Atalarımız,
"Aslını inkar eden haramzadedir" demişler.
Atalarımızın zaten, uzun uzun cümlelerle anlatılamayacak hakikatleri tek cümlede anlatan, böyle nice güzel sözleri var.
Her insanın bir anne-babası, dolayısıyla bir kökü olduğu gibi, devletlerin de köklerine bakılır.
"Kök"ü, bağımsızlıkla beraber kullanırsak, bazı devletlerin çok köksüz oldukları görülür.
Bu manada, yakında bağımsızlığına kavuşabilmiş herhangi bir millet, kökü derinlerde olan bir devlete sahip değildir.
Biz ise, ulu bir çınar olan Osmanlı'nın torunları olarak, "Kökü mâzîde olan âtîyiz" diyebiliyoruz.
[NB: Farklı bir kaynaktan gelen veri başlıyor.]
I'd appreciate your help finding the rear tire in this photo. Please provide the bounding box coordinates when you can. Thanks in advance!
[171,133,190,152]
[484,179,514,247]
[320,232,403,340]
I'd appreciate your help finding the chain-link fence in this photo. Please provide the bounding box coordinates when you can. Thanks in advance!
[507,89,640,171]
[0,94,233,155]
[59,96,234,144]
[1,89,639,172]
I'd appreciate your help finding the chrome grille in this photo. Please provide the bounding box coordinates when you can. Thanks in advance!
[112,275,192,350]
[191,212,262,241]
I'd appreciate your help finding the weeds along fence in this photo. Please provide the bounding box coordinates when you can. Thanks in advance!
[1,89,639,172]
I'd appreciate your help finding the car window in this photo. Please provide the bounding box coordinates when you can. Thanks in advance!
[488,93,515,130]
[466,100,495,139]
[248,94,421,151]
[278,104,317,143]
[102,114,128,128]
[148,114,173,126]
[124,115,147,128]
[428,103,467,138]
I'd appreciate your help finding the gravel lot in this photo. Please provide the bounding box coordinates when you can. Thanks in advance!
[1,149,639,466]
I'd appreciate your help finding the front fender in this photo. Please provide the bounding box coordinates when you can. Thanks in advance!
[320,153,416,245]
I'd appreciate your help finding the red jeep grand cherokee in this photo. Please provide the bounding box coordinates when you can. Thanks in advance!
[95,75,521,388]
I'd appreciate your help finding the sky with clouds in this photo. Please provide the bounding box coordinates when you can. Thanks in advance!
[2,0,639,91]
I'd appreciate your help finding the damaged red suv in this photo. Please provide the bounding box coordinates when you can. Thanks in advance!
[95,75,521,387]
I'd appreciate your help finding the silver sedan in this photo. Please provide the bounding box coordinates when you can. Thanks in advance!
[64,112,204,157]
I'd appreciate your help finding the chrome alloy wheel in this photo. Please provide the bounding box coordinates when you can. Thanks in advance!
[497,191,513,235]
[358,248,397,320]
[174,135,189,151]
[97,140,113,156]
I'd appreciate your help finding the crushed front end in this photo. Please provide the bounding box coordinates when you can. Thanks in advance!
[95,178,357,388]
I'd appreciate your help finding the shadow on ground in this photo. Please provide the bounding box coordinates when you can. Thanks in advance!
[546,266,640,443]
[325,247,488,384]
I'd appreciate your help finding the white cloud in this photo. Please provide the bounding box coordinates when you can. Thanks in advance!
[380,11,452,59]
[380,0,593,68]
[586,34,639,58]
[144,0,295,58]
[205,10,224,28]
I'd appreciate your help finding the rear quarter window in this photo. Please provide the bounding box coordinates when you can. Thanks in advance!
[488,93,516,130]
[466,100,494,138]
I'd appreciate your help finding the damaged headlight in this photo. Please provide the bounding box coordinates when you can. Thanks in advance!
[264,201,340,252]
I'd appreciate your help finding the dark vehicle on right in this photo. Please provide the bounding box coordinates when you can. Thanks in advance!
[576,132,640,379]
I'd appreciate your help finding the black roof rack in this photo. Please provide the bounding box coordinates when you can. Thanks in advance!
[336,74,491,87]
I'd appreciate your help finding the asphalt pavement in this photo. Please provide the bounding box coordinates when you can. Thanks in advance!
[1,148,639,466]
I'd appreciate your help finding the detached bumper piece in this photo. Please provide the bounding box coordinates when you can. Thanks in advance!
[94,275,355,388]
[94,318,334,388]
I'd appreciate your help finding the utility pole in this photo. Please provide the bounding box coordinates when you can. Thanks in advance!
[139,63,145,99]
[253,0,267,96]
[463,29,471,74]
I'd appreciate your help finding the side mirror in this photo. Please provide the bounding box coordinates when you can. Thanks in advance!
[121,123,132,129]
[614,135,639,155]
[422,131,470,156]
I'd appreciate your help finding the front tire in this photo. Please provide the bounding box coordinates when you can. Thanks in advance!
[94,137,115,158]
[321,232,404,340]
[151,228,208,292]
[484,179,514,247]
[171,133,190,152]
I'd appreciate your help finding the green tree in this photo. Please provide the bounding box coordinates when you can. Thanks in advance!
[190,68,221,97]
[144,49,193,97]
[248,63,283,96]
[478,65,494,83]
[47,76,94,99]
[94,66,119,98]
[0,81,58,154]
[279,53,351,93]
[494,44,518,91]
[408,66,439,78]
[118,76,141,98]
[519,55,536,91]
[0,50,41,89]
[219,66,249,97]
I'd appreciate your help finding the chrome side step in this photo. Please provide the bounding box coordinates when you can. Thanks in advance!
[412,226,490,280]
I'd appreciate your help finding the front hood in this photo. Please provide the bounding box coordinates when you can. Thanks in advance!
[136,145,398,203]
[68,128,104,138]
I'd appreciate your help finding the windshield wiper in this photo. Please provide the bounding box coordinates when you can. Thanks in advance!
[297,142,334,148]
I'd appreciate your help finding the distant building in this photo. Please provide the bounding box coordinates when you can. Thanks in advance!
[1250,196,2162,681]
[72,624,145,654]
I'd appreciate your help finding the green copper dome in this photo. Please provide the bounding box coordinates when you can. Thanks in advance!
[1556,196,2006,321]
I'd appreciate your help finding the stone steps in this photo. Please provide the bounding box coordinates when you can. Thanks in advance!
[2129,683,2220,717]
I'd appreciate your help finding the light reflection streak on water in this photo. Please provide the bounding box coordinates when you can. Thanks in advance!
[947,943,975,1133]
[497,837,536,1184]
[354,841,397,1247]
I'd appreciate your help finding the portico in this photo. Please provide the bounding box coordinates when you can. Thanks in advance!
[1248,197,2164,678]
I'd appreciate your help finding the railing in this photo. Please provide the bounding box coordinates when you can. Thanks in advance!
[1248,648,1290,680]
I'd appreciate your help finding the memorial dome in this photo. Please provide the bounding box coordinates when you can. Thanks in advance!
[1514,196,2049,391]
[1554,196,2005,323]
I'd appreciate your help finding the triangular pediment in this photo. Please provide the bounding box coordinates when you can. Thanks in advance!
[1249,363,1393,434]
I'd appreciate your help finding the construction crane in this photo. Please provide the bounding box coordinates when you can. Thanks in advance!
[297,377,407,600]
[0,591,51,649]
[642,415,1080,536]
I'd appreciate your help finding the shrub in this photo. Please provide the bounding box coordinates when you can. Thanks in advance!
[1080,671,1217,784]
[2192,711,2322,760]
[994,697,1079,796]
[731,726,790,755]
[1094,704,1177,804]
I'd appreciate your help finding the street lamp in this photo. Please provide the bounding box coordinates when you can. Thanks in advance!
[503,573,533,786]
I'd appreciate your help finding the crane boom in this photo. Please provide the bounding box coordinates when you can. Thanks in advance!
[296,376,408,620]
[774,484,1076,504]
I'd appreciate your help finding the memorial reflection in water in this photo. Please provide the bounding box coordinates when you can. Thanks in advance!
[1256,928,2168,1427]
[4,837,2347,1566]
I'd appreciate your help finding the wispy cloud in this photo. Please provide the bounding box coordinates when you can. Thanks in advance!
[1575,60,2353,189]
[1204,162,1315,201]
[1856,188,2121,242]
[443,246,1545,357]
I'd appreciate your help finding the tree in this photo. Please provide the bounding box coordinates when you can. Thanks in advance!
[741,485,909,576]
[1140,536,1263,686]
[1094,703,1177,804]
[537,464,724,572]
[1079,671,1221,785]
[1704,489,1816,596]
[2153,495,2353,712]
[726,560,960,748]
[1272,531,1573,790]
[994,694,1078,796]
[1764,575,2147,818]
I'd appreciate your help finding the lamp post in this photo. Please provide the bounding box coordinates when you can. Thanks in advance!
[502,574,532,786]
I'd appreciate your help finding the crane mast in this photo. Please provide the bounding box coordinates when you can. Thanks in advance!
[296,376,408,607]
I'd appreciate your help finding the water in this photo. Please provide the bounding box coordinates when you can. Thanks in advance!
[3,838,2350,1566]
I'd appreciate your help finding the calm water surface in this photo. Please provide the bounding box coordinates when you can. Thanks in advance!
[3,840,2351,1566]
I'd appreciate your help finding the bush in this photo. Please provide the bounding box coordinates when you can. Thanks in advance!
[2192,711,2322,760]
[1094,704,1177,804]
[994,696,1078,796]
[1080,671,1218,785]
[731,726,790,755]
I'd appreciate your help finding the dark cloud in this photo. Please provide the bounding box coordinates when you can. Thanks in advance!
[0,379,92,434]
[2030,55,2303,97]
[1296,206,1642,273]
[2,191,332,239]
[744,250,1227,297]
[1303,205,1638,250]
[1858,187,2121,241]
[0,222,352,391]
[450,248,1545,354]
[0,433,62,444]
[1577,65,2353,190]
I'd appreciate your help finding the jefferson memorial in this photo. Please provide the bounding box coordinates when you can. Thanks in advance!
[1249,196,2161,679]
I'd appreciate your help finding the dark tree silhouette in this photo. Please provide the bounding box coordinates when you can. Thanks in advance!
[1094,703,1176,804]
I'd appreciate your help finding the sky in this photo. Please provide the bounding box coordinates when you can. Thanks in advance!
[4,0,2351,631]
"Mâzî"nin geçmiş, "Âtî"nin de gelecek demek olduğu malum...
Bugün, Osmanlı'nın idaresi altındaki topraklarda kurulan bir çok devletlerse, kökü mâzîde olmayan devletlerdir.
Geçmişi taa eskilere dayanan devletleri, ulu bir çınara veya hurma ağacına benzetmek mümkün.
Çınarın kapladığı alan geniş olur.
Hurmanın ise, dalları toprak üzerinde ne kadar yukarıya yükselirse, kökü de o kadar toprak altına girermiş.
Osmanlı, hurma ve çınar gibi köklü ve geniş bir devletti.
***
Uğraşıyorlar uğraşıyorlar, Osmanlı bir türlü bitirilemiyor. Bugün bile hala dünyanın bazı yerlerinde, cumalarda 2. Abdülhamid Han adına hutbe okunması, Osmanlı'nın ne kadar ulu bir çınar olduğu gerçeğini ortaya koyar.
Köklülüğü de öyle...
Osmanlı'nın en zayıf olduğu son zamanlarda, bir paşamız İngiliz, Alman ve Fransız paşalarıyla boğazda bir kayık gezintisinde konuşmaktadırlar.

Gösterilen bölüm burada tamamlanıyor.